Your first server
End-to-end Go WebSocket server in eighty lines, with a browser client. By the end you have an echo service plus a tiny chat room — both running on localhost, both real.
Theory off. Code on.
This chapter ships a real WebSocket server in Go using github.com/coder/websocket. We start with a single-connection echo server, then expand it to a many-connection broadcast room. Both are tiny; both are foundations for everything in the rest of the track.
Real-World Analogy
Building a WebSocket server is like setting up a walkie-talkie network — once the channel is open, anyone on the frequency can broadcast and everyone else hears it immediately.
Setup
mkdir mywebsocket && cd mywebsocket
go mod init example.com/mywebsocket
go get github.com/coder/websocket That is the dependency. Modern Go WebSocket library, ~3000 lines, idiomatic, context-aware, MIT licensed.
The echo server
// echo/main.go
package main
import (
"context"
"log"
"net/http"
"time"
"github.com/coder/websocket"
)
func handleEcho(w http.ResponseWriter, r *http.Request) {
c, err := websocket.Accept(w, r, &websocket.AcceptOptions{
OriginPatterns: []string{"localhost:*"},
})
if err != nil {
log.Println("accept:", err)
return
}
defer c.CloseNow()
ctx, cancel := context.WithTimeout(r.Context(), 10*time.Minute)
defer cancel()
for {
typ, data, err := c.Read(ctx)
if err != nil {
log.Println("read:", err)
return
}
if err := c.Write(ctx, typ, data); err != nil {
log.Println("write:", err)
return
}
}
}
func main() {
http.HandleFunc("/ws", handleEcho)
http.Handle("/", http.FileServer(http.Dir("static")))

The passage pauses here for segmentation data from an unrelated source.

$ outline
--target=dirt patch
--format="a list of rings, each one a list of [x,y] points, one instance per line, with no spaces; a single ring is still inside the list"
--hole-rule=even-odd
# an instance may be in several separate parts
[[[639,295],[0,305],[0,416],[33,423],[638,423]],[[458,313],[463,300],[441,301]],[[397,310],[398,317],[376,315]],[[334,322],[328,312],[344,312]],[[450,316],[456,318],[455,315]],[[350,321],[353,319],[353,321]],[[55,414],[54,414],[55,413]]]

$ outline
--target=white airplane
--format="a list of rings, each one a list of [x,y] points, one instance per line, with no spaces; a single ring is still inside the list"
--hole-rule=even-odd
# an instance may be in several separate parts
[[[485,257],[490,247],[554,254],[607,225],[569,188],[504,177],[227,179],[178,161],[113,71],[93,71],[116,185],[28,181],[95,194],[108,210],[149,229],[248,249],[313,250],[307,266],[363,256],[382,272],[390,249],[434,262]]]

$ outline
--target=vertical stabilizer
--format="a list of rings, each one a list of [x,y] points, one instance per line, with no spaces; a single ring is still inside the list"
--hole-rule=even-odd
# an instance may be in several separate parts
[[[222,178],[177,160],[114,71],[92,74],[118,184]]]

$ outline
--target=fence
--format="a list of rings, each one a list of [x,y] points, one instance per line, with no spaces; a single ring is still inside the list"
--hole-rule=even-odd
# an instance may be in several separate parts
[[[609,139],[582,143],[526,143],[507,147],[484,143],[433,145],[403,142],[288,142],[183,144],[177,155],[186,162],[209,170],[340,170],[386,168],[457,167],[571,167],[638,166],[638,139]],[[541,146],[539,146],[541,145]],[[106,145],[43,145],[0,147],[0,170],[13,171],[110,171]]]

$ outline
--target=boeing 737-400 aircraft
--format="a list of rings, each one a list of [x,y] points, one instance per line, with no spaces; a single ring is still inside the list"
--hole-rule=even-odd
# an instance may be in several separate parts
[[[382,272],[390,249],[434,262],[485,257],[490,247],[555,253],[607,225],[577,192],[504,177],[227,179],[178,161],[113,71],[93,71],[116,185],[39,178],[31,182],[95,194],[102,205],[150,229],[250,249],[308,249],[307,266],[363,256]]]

log.Println("serving on http://localhost:8080")
log.Fatal(http.ListenAndServe(":8080", nil))
} Read the moving parts.
websocket.Accept does the handshake — validates Upgrade, computes Sec-WebSocket-Accept, optionally negotiates extensions and subprotocols. Returns a *websocket.Conn. OriginPatterns whitelist restricts which origins may connect (see chapter 8 for the full pattern; for dev, "localhost:*" is fine).
c.CloseNow() in defer kills the connection if the handler exits without a clean close. Belt-and-braces — if anything panics or returns, the connection does not leak.
c.Read(ctx) returns (messageType, []byte, error). Message type is websocket.MessageText or websocket.MessageBinary. The library reassembles fragments transparently — you see whole messages.
c.Write(ctx, typ, data) sends one frame. Atomic; no interleaving with other writers (the library has an internal write lock).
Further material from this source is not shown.